Astrolojiyi bilenler, her birimizin Dünya’ya evrimimizde tamamlamamız gereken eksiklikleri, dengelememiz gereken durumları gösteren, bizleri kamil insana ulaştıracak bir doğum haritasıyla geldiğimizi bilir. Doğum haritası parmak izi gibidir, kişiye özeldir.
Çok küçük yaşlardan itibaren astrolojiyi önemsedim. Kendim dışında yaşamıma giren herkesin doğum haritasını inceledim. Doğum haritaları; kişilerin ne sebeple, neyi öğretmek ve öğrenmek için yaşamda olduklarını, hangi yönlerimizin törpülenmesi gerektiğini, hangi konularda uyum ve uyumsuzluk yaşayacağımızı gösterir.
Tüm evrenle “Bir“, “Bütün” ve birbirimizle bağlı olduğumuz bilgisi kadar; tüm kainattaki değişimden etkilendiğimiz de yadsınamaz bir gerçekliktir.
Astroloji kadim öğretiler içeren derin bir ilimdir
Ancak insan kendini tanıma sürecinde, kendindeki güçlü potansiyeli farkettiğinde yıldızların insanı değil, insanın yıldızları etkileyecek güçte olduğunun bilgeliğine ulaşır.
Yoga’yı Hindistan’dan Amerika’ya getiren, 1950’lerde yaşamış olan yogi Paramahansa Yogananda’nın (“Yoga İle Nasıl Tanıştım? Paramahansa Yogananda Kimdir?” konulu yazıyı okuyabilirsiniz) tespiti, bu düşünceyi doğrular niteliktedir.
Bir Yogi’nin Otobiyografisi’nde şöyle yazar:
“Yaradılışın bütün bölümleri birbirine bağlıdır ve aralarında bir etkileşim vardır. Evrenin dengeli ritmi, karşılıklı ilişkilerden kaynaklanır.” diye devam etti gurum.
“Astroloji, insanın gezegensel uyarılara verdiği tepkinin incelenmesidir. Yıldızlar, bilinçli bir iyilikseverliğe ve düşmanlığa sahip değildir. Onlar sadece pozitif ve negatif ışınlar yayar. Bunlar tek başlarına insanlığa yararlı veya zararlı olamaz. Ancak her insanın geçmişte harekete geçirdiği sebep-sonuç dengelerinin kurulup çalışması için, kanunlara uygun bir kanal sunar.”

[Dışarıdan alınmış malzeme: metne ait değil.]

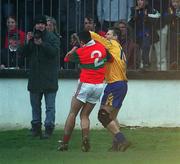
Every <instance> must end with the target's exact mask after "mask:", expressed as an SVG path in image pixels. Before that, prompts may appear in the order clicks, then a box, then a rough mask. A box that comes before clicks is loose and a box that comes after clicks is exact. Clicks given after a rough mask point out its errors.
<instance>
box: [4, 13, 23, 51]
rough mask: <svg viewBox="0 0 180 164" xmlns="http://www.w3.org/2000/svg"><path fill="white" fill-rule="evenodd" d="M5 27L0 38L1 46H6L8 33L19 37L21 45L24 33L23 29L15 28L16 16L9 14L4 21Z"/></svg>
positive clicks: (6, 46)
mask: <svg viewBox="0 0 180 164" xmlns="http://www.w3.org/2000/svg"><path fill="white" fill-rule="evenodd" d="M6 25H7V29H6V32H5V36H4V39H3V40H2V42H3V41H4V42H3V47H4V48H8V43H9V41H8V40H9V36H10V35H16V34H18V35H17V36H18V37H19V40H20V45H21V46H22V45H23V44H24V41H25V33H24V31H22V30H20V29H18V28H17V23H16V18H15V17H14V16H9V17H8V18H7V21H6Z"/></svg>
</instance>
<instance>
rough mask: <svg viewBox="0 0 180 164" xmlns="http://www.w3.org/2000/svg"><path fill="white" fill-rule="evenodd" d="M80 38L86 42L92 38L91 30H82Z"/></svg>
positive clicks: (84, 42) (78, 35)
mask: <svg viewBox="0 0 180 164" xmlns="http://www.w3.org/2000/svg"><path fill="white" fill-rule="evenodd" d="M78 37H79V40H80V41H82V42H84V43H85V44H86V43H88V42H89V41H90V40H91V34H90V32H89V31H81V32H79V33H78Z"/></svg>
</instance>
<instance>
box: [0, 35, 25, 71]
mask: <svg viewBox="0 0 180 164" xmlns="http://www.w3.org/2000/svg"><path fill="white" fill-rule="evenodd" d="M19 44H20V40H19V36H17V35H14V34H13V35H10V36H9V46H8V48H4V49H2V51H1V69H12V68H13V69H19V68H23V67H24V59H23V57H22V55H21V54H20V52H18V48H19Z"/></svg>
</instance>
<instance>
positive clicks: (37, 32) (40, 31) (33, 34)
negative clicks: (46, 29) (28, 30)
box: [33, 30, 42, 39]
mask: <svg viewBox="0 0 180 164" xmlns="http://www.w3.org/2000/svg"><path fill="white" fill-rule="evenodd" d="M33 38H34V39H40V38H42V31H40V30H35V31H34V33H33Z"/></svg>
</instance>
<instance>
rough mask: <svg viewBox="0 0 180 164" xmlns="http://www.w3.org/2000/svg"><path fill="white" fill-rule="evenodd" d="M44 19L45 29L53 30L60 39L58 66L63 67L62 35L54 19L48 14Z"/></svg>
mask: <svg viewBox="0 0 180 164" xmlns="http://www.w3.org/2000/svg"><path fill="white" fill-rule="evenodd" d="M46 20H47V26H46V29H47V31H50V32H53V33H54V34H55V35H56V36H57V37H58V39H59V40H60V46H59V47H60V52H59V53H60V68H61V69H64V68H65V67H64V52H63V48H62V47H61V39H62V36H61V35H60V34H59V33H58V28H57V23H56V20H55V19H54V18H53V17H50V16H46Z"/></svg>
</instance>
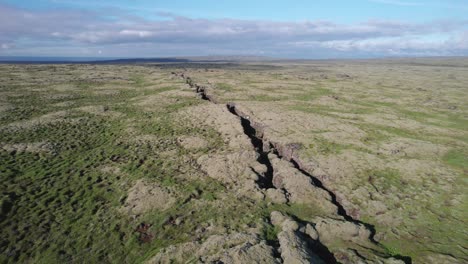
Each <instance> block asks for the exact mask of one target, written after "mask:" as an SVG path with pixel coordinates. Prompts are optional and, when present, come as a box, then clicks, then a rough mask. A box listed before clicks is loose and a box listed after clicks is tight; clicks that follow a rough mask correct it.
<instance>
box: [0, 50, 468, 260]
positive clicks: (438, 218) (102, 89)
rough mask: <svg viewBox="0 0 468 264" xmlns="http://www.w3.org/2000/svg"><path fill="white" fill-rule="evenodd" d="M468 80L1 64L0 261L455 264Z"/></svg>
mask: <svg viewBox="0 0 468 264" xmlns="http://www.w3.org/2000/svg"><path fill="white" fill-rule="evenodd" d="M467 71H468V59H465V58H440V59H435V58H433V59H431V58H425V59H423V58H421V59H387V60H367V61H366V60H356V61H351V60H349V61H269V62H242V63H241V62H231V63H184V64H178V63H167V64H151V63H148V64H139V65H137V64H121V65H107V64H96V65H92V64H73V65H67V64H61V65H51V64H47V65H39V64H37V65H14V64H11V65H8V64H5V65H0V177H1V178H0V179H1V181H0V191H1V197H0V199H1V200H0V202H1V212H0V262H2V263H3V262H5V263H14V262H22V263H63V262H76V263H95V262H105V263H142V262H146V263H174V262H175V263H181V262H182V263H185V262H189V263H190V262H195V263H198V262H201V263H207V262H208V263H211V262H219V261H221V262H222V263H255V262H258V263H283V262H284V263H310V262H312V263H358V262H361V263H466V262H467V261H468V243H467V241H468V234H467V228H468V224H467V221H466V219H468V213H467V212H468V203H467V198H466V189H467V184H468V182H467V176H468V104H467V102H468V74H467Z"/></svg>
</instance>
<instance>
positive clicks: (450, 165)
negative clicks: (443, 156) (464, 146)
mask: <svg viewBox="0 0 468 264" xmlns="http://www.w3.org/2000/svg"><path fill="white" fill-rule="evenodd" d="M443 161H444V162H445V163H447V164H448V165H450V166H453V167H455V168H459V169H463V170H467V169H468V153H467V151H462V150H458V149H452V150H450V151H449V152H447V153H446V154H445V155H444V157H443Z"/></svg>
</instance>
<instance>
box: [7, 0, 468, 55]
mask: <svg viewBox="0 0 468 264" xmlns="http://www.w3.org/2000/svg"><path fill="white" fill-rule="evenodd" d="M379 1H380V0H379ZM380 2H394V3H400V4H402V3H406V4H408V3H410V2H407V1H393V0H391V1H390V0H382V1H380ZM411 3H416V2H411ZM106 15H107V16H110V15H112V16H114V17H116V18H118V19H116V20H109V19H108V17H102V16H101V15H99V14H98V13H94V12H87V11H76V10H75V11H73V10H68V11H60V12H58V11H37V10H35V11H30V10H25V9H19V8H13V7H8V6H4V5H1V4H0V43H8V45H7V46H4V45H6V44H2V46H1V47H2V49H6V48H5V47H7V48H9V49H10V50H13V51H15V52H17V53H18V54H20V53H21V52H23V53H29V54H31V53H38V52H43V53H50V54H47V55H58V54H56V53H58V52H63V53H67V52H68V53H72V54H68V55H73V52H75V53H76V52H77V51H79V52H78V53H82V50H94V52H93V53H94V54H101V53H99V52H98V51H99V50H104V49H105V51H106V52H105V53H106V55H108V56H116V57H121V56H173V55H206V54H208V53H213V52H215V53H217V54H220V55H221V54H223V53H224V54H259V53H262V54H265V55H270V56H296V57H300V56H309V57H310V56H322V55H323V54H325V53H329V54H338V55H339V56H344V55H346V56H348V55H352V54H360V55H361V54H367V53H368V54H377V55H381V56H387V55H393V54H396V53H404V54H408V55H411V54H415V55H416V54H425V53H428V52H430V53H431V54H440V55H446V54H460V55H468V28H467V27H468V21H433V22H428V23H404V22H399V21H382V20H369V21H366V22H362V23H355V24H337V23H333V22H330V21H303V22H278V21H261V20H239V19H211V20H210V19H192V18H187V17H180V16H177V15H174V14H166V15H165V16H166V19H164V20H145V19H143V18H141V17H133V16H127V15H125V14H122V13H116V14H109V13H107V14H106ZM57 21H60V23H58V22H57ZM428 36H439V37H438V38H430V37H428ZM10 43H12V44H16V45H15V46H14V47H13V46H12V45H10ZM338 55H337V56H338Z"/></svg>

“Bir çocuk, göğe ait ışınların, onun kişisel karmasıyla matematiksel uyum içinde olduğu bir günde ve saatte doğarsa horoskobu, değiştirilemeyen geçmişini ve bunun gelecekteki muhtemel sonuçlarını ortaya koyan ve bu nedenle mücadele etmeyi gerektiren bir portre sunar. Fakat doğum haritası ancak sezgisel bilgisi olan insanlar tarafından doğru şekilde yorumlanabilir. Bu tür insanlar da oldukça azdır.
“Doğum anında, gökyüzünden verilen mesaj; geçmişte iyi ve kötü hareketlerin neticelerini vurgulamak için değil, insanda kendi esaretinden kurtulma iradesini uyandırmak içindir. İnsan yapmış olduklarını geri alabilir. Şu anda hayatında sürmekte olan etkilerin sebeplerini, geçmişte herhangi bir şekilde harekete geçiren, yine kişinin kendisinden başkası değildir.
İnsan her türlü sınırlamanın üstesinden gelebilir çünkü bu sınırlamaları, kendi hareketleriyle bizzat kendi yaratmıştır. İkinci olarak ta gezegensel baskılardan etkilenmeyen ruhsal kaynaklara sahip olduğunu bilmelidir.
Astrolojiye karşı hissedilen batıl nitelikli korku, insanı, bir köle gibi , mekanik yönlendirilmeye bağlı bir robot yapar. Bilge insan, yaradılışa olan sadakatini, Yaradan’a sadakate dönüştürerek, gezegenlerini yani geçmişini yener. Ruh’la “Bir” olduğunu idrak ettikçe , madde tarafından hükmedilişi giderek azalır. Ruh her zaman özgürdür; ölümsüzdür çünkü doğmamıştır. Yıldızlar tarafından idare edilemez.
İnsana has tüm belalar, sıkıntılar; evrensel yasanın şu veya bu şekilde çiğnenmesinden kaynaklanır. Kutsal metinler, insanın herşeye muktedir olan tanrısal gücü gözardı etmeksizin , doğanın yasalarına uyumluluk göstermesi gerektiğini belirtir. İnsan yaptığı yanlışları geri almak için var gücüyle çalışacağına inancıyla, dua, irade gücü, meditasyon vb gibi yollarla, geçmişteki hataların olumsuz etkileri en aza indirilebilir ya da yok edilebilir.”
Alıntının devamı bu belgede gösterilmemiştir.